In other words, tactics on the pan-green side will be key to how the election plays out, Jhang said. “It’s pretty impossible for these small parties to all pass the 5% threshold and join the DPP in the parliament, so the DPP also needs to work with these small parties at the regional level to make sure they do not compete with each other, and the pan-green camp can win over the pan-blue camp.”
An even more staunch view in favor of the importance of the legislature vote is Chao-Hsiang Chu (曲兆祥), a professor in the Department of East Asian Studies at National Taiwan Normal University. He doesn’t believe an absolute majority in the presidential race is significant because an absolute majority doesn’t ultimately affect the basic outcome of who becomes president. But on the legislative side of the election, he believes Lai’s current polling presents a major challenge.
“If his party does not win a majority [of] over half of the whole 113 seats in parliament, or the opposition parties hold the majority [of] more than the half seats, then the new government will face great difficulties bitterly,” Chu wrote by email, adding: “And a bad news for Mr. Lai and his party is that under my estimation, the DPP … gets around 50 seats [from a] total 113 seats.” This would mean the DPP losing its majority.
The conclusion from Chu: “This situation will make his new government crippled.”
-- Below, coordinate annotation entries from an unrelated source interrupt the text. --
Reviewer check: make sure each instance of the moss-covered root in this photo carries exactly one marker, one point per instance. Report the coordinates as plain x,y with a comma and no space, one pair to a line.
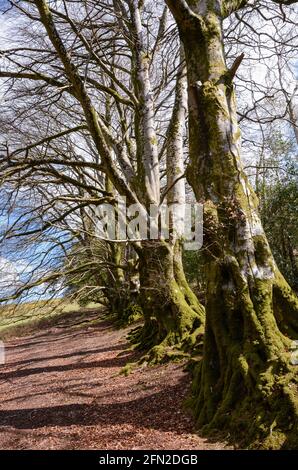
285,306
173,316
247,382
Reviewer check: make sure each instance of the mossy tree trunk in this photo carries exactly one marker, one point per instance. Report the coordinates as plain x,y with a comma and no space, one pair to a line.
173,315
245,381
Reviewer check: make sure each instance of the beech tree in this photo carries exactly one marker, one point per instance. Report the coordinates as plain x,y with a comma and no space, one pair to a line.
74,65
245,380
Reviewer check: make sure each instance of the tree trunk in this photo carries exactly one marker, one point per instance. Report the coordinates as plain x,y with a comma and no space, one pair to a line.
245,381
173,316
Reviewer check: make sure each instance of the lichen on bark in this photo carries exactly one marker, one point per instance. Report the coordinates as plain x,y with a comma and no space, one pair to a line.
245,381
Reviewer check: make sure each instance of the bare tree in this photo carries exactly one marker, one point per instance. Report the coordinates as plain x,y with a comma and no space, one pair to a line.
245,380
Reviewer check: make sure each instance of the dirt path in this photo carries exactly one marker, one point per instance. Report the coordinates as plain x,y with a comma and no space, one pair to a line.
61,389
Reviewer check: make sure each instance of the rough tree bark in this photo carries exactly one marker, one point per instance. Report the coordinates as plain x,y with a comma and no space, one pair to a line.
173,315
245,380
142,186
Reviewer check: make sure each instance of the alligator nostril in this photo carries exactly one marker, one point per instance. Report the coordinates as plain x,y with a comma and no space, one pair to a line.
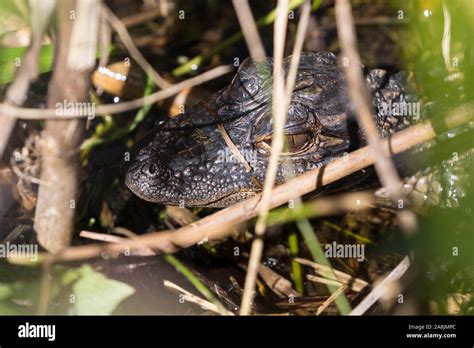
152,169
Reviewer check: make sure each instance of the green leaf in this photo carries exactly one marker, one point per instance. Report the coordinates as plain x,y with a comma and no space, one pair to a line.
13,55
6,291
96,294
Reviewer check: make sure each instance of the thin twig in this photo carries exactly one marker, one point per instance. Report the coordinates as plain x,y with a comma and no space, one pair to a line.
115,239
279,120
108,109
331,299
196,299
121,30
382,288
323,280
139,18
344,278
299,41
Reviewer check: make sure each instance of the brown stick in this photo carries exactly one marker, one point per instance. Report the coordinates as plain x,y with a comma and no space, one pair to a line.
361,99
216,227
54,216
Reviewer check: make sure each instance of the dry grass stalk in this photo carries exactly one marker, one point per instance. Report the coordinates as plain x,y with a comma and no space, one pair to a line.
121,30
187,296
60,139
356,284
331,299
382,287
249,30
279,120
107,109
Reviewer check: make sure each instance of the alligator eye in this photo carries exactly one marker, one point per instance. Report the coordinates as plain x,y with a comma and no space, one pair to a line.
294,143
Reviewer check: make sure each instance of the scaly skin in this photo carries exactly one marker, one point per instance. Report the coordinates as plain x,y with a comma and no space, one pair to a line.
188,162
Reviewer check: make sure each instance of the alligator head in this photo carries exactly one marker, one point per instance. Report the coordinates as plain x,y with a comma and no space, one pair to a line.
189,161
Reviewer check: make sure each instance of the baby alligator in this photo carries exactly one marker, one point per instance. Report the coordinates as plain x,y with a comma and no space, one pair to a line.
189,161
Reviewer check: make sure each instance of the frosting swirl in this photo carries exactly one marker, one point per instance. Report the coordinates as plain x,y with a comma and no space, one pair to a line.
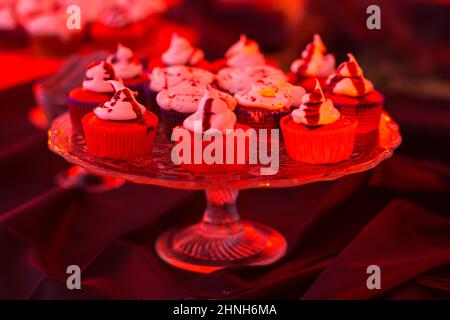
244,53
97,75
165,78
271,95
122,107
214,113
315,110
126,65
181,52
314,61
234,80
349,80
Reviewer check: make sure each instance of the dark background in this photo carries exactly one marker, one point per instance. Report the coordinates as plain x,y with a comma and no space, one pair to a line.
395,216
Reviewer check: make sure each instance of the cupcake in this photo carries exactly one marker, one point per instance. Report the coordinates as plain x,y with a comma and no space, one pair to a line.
166,78
95,90
355,97
128,68
46,23
182,100
120,129
212,123
233,80
316,133
126,22
266,102
313,64
180,53
12,35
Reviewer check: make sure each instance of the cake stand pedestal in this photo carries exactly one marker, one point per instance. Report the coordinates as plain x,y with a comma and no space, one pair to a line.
220,239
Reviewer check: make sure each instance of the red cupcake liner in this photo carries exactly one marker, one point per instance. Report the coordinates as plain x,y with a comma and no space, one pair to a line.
324,145
368,116
260,118
216,167
120,140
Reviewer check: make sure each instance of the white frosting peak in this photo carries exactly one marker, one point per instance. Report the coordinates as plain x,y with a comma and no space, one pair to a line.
122,107
124,62
315,109
214,113
181,52
349,79
244,53
314,62
165,78
271,95
234,80
97,75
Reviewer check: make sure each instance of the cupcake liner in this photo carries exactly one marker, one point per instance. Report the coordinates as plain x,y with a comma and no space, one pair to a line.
324,145
367,115
170,119
77,110
119,140
260,119
366,143
216,167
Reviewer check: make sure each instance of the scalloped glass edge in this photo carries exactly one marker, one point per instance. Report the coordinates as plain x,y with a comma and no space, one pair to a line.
162,173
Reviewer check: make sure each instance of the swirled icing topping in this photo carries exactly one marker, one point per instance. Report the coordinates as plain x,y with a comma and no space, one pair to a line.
349,80
315,110
214,112
165,78
122,107
234,80
181,52
314,61
271,95
126,65
244,53
97,75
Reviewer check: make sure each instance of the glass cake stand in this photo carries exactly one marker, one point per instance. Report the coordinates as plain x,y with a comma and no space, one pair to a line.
75,176
221,239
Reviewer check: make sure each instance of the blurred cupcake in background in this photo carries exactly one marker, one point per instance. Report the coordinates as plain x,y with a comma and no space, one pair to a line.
180,53
95,90
46,23
313,64
166,78
233,80
130,69
126,21
243,53
12,35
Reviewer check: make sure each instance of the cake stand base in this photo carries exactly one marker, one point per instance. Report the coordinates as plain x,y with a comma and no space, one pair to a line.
78,177
220,240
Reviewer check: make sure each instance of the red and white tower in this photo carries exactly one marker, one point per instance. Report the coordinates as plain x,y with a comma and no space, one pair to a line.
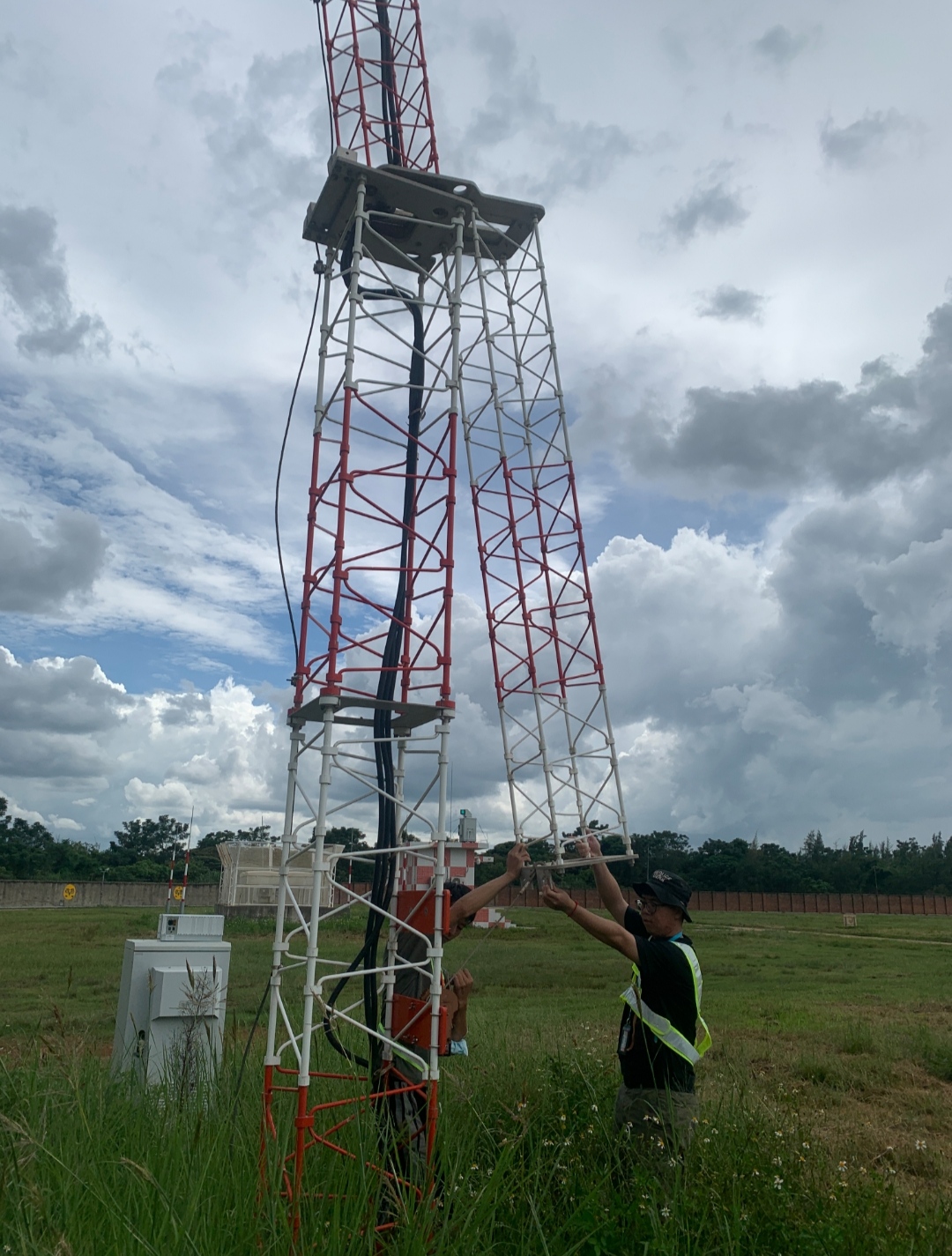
435,324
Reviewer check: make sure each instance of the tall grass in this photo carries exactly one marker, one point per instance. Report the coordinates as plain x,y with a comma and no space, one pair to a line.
530,1166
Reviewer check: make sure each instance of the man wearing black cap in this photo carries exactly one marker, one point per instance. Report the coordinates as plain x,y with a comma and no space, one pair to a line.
657,1044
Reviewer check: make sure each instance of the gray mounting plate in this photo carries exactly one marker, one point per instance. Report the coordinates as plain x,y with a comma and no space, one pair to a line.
411,213
407,715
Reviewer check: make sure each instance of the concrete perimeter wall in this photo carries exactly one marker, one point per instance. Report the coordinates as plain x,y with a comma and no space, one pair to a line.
138,893
747,901
97,893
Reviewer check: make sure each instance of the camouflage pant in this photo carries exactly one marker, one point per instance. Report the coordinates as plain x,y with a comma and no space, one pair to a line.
668,1114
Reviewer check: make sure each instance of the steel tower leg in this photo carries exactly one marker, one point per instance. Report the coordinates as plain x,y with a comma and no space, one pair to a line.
371,720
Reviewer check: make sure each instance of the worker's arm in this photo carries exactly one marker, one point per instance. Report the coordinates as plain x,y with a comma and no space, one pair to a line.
463,986
608,888
482,896
606,931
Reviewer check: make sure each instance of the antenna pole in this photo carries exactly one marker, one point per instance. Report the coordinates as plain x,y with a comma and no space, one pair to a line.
188,857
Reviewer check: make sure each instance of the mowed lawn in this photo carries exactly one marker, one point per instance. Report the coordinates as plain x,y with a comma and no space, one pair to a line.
853,1026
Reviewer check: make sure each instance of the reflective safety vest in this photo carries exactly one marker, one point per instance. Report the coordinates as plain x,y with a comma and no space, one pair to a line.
659,1025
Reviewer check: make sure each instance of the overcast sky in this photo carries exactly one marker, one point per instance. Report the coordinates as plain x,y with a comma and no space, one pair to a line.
748,248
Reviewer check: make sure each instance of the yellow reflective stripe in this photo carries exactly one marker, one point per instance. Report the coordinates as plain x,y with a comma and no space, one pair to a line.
662,1028
659,1025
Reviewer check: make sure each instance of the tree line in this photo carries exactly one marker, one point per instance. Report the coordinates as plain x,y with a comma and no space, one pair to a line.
859,866
142,851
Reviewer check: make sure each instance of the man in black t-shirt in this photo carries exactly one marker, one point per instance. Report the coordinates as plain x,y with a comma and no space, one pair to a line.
656,1044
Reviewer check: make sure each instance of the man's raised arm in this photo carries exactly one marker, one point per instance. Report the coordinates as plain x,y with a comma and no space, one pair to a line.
482,896
606,931
608,887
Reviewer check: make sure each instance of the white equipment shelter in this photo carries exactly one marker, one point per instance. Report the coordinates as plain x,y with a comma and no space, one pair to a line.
171,1019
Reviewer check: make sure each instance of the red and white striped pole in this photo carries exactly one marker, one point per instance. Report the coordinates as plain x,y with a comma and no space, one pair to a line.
171,878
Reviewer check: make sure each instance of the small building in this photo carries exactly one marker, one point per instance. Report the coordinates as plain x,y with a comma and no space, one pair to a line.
250,872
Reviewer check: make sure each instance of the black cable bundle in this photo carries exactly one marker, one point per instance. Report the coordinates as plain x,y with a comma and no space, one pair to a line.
384,868
388,88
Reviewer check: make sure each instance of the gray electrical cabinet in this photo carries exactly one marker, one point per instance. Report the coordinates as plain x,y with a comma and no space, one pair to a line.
172,995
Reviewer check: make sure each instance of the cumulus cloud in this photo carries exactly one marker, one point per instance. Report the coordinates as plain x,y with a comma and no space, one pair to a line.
553,153
769,440
33,275
866,141
39,573
65,726
712,206
175,561
780,47
263,133
729,303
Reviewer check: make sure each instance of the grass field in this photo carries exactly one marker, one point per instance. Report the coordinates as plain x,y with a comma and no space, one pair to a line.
827,1102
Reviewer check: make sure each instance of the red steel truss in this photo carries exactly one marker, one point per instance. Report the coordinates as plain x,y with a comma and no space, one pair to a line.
377,80
435,316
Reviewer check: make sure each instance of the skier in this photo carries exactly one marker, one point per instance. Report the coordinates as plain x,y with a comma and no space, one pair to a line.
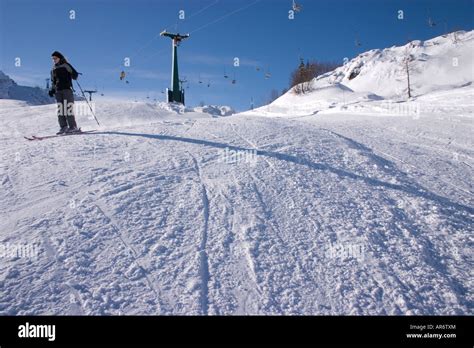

Of course, it should be added that the opposite of these predictions doesn’t always ensure a smooth ride either. In 2014, during the Sunflower Movement, then-president Ma Ying-jeou (馬英九) won an absolute majority in the presidential election and had overall, pan-blue control of the legislature. The favorable math didn’t stop his government eventually giving in to protesters over a major trade deal with China. It’s just that it’s a much easier place to start out.